One such organization is the RAD Recreation Adapted Society, offering rentals on adaptive equipment within British Columbia. Founder Tanelle Bolt embraced her own fears of being in a wheelchair and exploring new terrains by using a mountain trike, and quickly remembered the importance of outdoor adventuring. “The outdoors is a place of balance. I’ve always been an outside kid and my wheelchair isn’t going to stop that. My physical and emotional wellbeing is gained from stepping away from the grinds of life.” So, with an invigorated spirit Tanelle opted to help others in similar situations. Whether a person is aging, recovering from an injury or adapting to a paralyzing one, adventure is for everybody and equipment is available.

Being based on Vancouver Island has given Tanelle the opportunity to discover many of the bike trails in and around Victoria. Sometimes it’s a handcycle day on a flat paved route, others it’s a mountain trike (all terrain wheelchair) day through long grass (but a hard-packed trail). Regardless of the type of equipment she uses, it gives her the freedom to enjoy the surrounding environment with friends. They laugh and tell stories along the way, and plan for the next adventures. “And the fact that I do this every day—with a disability, is what helps people conquer their own fears in renting adaptive equipment. I am encouraging. I allow them space to try things their own way. There isn’t a lot of volunteer hands in RAD, so this is how it works.”
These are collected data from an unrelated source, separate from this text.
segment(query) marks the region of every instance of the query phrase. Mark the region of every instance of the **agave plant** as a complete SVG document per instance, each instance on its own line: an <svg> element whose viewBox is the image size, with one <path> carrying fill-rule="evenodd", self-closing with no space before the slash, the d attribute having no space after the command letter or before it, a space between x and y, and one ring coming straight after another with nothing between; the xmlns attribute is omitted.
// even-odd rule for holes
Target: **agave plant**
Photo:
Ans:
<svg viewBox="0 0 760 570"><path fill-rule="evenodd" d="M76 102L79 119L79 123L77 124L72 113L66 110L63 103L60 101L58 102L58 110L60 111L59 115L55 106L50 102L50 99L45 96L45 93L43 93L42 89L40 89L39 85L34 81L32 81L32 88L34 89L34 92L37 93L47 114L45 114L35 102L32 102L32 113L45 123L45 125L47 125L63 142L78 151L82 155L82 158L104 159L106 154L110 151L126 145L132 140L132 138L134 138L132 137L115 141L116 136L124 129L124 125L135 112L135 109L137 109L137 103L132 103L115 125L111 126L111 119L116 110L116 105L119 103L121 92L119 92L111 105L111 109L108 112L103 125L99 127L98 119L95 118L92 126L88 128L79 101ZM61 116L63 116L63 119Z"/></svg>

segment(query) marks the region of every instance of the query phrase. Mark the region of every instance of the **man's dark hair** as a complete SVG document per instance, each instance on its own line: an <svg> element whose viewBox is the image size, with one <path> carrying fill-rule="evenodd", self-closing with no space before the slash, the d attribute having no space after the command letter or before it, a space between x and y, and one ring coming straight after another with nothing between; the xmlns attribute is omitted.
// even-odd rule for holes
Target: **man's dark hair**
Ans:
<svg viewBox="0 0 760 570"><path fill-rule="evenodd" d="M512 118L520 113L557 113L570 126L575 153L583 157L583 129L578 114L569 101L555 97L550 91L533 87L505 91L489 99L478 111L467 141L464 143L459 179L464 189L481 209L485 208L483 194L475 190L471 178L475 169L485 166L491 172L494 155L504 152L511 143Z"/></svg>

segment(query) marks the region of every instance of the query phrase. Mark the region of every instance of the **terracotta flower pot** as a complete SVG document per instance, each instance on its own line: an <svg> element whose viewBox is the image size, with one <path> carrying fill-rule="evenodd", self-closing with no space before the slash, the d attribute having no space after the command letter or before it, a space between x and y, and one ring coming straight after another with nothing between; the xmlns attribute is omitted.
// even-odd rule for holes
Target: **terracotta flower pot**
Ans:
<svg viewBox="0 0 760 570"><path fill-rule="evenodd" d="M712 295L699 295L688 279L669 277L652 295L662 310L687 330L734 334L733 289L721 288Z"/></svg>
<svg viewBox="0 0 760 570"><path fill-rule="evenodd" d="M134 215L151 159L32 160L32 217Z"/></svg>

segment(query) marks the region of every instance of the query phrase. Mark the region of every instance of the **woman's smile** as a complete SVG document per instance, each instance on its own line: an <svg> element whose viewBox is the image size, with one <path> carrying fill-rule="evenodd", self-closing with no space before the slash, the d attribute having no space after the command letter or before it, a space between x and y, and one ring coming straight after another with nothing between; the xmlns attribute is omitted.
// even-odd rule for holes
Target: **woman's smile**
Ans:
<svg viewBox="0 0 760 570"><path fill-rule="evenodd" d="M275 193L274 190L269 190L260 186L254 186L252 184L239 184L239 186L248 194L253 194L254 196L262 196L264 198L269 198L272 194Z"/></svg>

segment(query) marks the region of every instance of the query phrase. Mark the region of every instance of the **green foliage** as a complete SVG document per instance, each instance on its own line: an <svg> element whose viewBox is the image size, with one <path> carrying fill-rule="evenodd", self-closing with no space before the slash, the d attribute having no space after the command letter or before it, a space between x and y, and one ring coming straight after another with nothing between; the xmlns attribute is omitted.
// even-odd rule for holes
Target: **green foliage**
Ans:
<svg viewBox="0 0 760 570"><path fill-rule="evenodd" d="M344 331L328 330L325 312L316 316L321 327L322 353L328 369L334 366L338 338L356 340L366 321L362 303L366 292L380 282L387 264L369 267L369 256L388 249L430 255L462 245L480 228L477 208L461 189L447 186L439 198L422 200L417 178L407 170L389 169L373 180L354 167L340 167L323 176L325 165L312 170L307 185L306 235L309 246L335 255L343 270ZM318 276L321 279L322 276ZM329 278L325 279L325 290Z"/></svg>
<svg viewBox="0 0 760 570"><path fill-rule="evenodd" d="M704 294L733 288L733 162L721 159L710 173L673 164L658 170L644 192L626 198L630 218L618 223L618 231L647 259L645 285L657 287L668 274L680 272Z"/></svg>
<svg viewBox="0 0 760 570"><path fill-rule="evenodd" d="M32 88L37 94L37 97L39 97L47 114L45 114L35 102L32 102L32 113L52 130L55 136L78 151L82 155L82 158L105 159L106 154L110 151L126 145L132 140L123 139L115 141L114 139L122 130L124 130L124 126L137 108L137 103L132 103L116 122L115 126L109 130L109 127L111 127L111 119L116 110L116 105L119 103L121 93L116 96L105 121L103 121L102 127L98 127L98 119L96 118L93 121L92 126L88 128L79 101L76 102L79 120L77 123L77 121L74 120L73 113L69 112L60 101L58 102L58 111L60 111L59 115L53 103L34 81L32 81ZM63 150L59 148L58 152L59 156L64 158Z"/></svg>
In order to highlight some of the beautiful areas of British Columbia that adaptive gear can be used in, Tanelle joined forces with Nicole Petersen and created the company, SoulFly Experiences. SoulFly travel programs have been curated to be accessible, culturally respectful, safe, authentic and sustainable (with a touch of adventure of course!). The Vancouver Island package is called ‘Coastal Dream’ and includes whale and wildlife viewing, seaside spa rejuvenation, an option for water sports, biking and self-guided trekking in addition to accessible beach chairs and access trax.

For those water loving adventure seekers, Tanelle recommends a wave ski (like a sit on top surfboard) or an adaptive kayak. “There’s nothing quite like the sound of water lapping around you while adrenaline builds and a wave smoothly picks up your momentum.” says Bolt. Knowing the right access point to some of the lakes or ocean fronts is crucial, of which she shares her experiences during the rental process.                    

SoulFly travel packages also cover experiences in the Okanagan region of BC, with multiple lakes to dip into, or wineries to tour. As a self-drive package, you can also customize the itinerary with a trip to Invermere to practice your golf swing using the paragolpher.  As an all-terrain wheelchair that actually raises the user into standing position, golfing all of a sudden, is fully accessible. Tanelle recalls the experience of one of her most memorable clients; 

This 88-year-old man had been in a wheelchair for several years with deteriorating health. Doctors then discovered a pressure point to release, and he recovered enough to walking with a walker. Although older people are often scared of devices, he was willing to try. He had always loved golf, but he hadn’t hit a ball in 7 years. And then he was able to swing a club with the paragolfer as his wife and kids all looked on. It was magical. It was emotional. Everyone had the biggest smile of gratitude in seeing him experience life as he chose to.

Adventuring can mean different things to different people, but it seems that in British Columbia, the support for accessible experiences is out there. Happy travels!